Posted on January 5th, 2009 by Mindy Yong.
Categories: World News.

Israeli tanks, troops advance into Gaza 
Ground assault ups political and military stakes for Jewish state 

GAZA: - Israeli soldiers and Palestinian militants battled in Gaza yesterday after Israeli troops and tanks invaded the coastal enclave in the most serious fighting in the conflict in decades.
More than 30 Palestinians, most of them civilians, were killed as Israeli shells slammed into houses and Hamas-ruled Gaza’s main shopping district. Israel said one of its soldiers was killed, 30 others wounded.

The ground operation launched on Saturday night is the second phase in an offensive that began as a week-long aerial onslaught aimed at halting Hamas rocket fire that has reached deeper and deeper into Israel, threatening major cities and one-eighth of Israel’s population.

The offensive’s stated aim is to destroy the militants’ rocket-launching infrastructure, Israel said, indicating it has no intention to reoccupy the Gaza Strip.

But at least 32 rockets were fired at Israel yesterday, one hitting a house in Sderot and wounding a woman.

The Israeli ground assault brings new risks and the prospect of many new casualties on both sides in a confrontation that had already cost the lives of more than 500 Palestinians and four Israelis.

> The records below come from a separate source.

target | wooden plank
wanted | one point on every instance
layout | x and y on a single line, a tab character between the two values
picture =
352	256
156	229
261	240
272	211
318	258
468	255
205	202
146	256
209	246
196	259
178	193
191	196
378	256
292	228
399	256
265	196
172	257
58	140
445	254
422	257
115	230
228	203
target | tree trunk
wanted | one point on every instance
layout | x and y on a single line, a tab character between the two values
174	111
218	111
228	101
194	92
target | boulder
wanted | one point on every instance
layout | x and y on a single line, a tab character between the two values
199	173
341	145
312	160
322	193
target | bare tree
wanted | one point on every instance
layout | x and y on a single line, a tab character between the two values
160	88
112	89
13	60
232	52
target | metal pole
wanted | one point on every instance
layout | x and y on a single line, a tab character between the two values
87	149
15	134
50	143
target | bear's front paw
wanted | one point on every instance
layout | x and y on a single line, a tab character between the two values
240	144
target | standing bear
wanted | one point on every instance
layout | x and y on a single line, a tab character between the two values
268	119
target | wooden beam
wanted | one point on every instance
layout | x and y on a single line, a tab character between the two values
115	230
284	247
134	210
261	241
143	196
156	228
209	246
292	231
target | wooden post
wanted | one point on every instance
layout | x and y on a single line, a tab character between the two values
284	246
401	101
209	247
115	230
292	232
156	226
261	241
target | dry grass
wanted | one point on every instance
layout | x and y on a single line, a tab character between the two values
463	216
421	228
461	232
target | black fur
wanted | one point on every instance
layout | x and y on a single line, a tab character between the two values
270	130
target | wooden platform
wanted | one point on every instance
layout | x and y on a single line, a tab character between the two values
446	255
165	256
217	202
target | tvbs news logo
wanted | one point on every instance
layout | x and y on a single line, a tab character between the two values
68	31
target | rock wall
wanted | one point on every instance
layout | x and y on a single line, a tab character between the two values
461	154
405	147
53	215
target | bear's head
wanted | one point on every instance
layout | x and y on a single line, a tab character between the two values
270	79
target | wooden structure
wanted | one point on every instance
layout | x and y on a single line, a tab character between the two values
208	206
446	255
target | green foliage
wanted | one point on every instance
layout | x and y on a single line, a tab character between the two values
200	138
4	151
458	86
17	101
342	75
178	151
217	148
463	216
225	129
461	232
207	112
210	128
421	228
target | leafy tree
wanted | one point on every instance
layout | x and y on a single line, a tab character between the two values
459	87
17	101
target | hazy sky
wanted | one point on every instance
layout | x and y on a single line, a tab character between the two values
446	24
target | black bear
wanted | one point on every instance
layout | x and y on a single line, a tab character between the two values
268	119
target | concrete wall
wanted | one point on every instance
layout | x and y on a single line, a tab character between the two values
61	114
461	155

Israeli officials said the offensive could last many days.

‘The government did everything before deciding to launch the operation. This is an unavoidable operation,’ Israeli Prime Minister Ehud Olmert said.

While the air offensive presented little risk for Israel’s army, sending in ground troops is much more dangerous. Hamas is believed to have some 20,000 gunmen and has had time to prepare.

‘There is a bigger strategic opportunity here to undermine Hamas,’ said analyst Mark Heller at the National Institute Of Strategic Studies in Tel Aviv.

‘It’s a gamble though, because, if the operation goes bad, or international intervention spurred by heart-rending pictures from Gaza forces Israel to cut the operation short without achieving its aims, it will boomerang and end up undermining Israel’s deterrent credibility.’

The fighting also holds significant political risks for Israeli leaders before national polls on Feb 10, especially if its forces take heavy casualties in street fighting.

Israeli tanks and troops virtually cut Gaza in half in a night-time advance on Saturday, and yesterday were ringing Gaza City, Palestinian witnesses said.

A foreign Red Crescent doctor in a Gaza hospital called the situation a nightmare. ‘Civilians are being killed…shells are severing people’s legs, shrapnel is going into people’s bodies and into people’s homes. Everyone is terrified,’ she said.

Calls for a ceasefire from the United States, Israel’s staunch backer, other foreign governments and the United Nations failed to gain traction over disagreements about its terms.

Israeli Defence Minister Ehud Barak said the ground push was to protect southern Israel from Hamas rocket attacks. ‘It won’t be easy. It won’t be short,’ said Mr Barak.

Hamas said Israeli troops faced death or capture. ‘The Zionist enemy must know his battle in Gaza is a losing one,’ said Hamas spokesman Abu Ubaida.

In Gaza City, streets remained deserted yesterday after frantic families fled as tanks rumbled into the area accompanied by Israeli infantry.

The plight of Palestinian civilians was growing more desperate as humanitarian agencies warned that water, food and medical supplies were running short.

Heavy civilian casualties are likely to increase international pressure on Israel to halt its biggest operation in the Gaza Strip in four decades.

A spokesman for Palestinian President Mahmoud Abbas condemned the Israeli attack as ‘a vicious aggression’.

The US said a ceasefire should take place as soon as possible but must guarantee an end to Hamas rocket strikes.

Former British premier Tony Blair, envoy for powers sponsoring Middle East peace talks, was to meet Mr Barak yesterday. France, whose President Nicolas Sarkozy is due in Jerusalem today, condemned the Israeli invasion and Hamas rocket fire.

Israel’s assault on Gaza also drew cries of alarm across Asia yesterday , with Pakistan, China and Singapore calling for it to end and angry Muslims in Indonesia urging war against the Jewish state.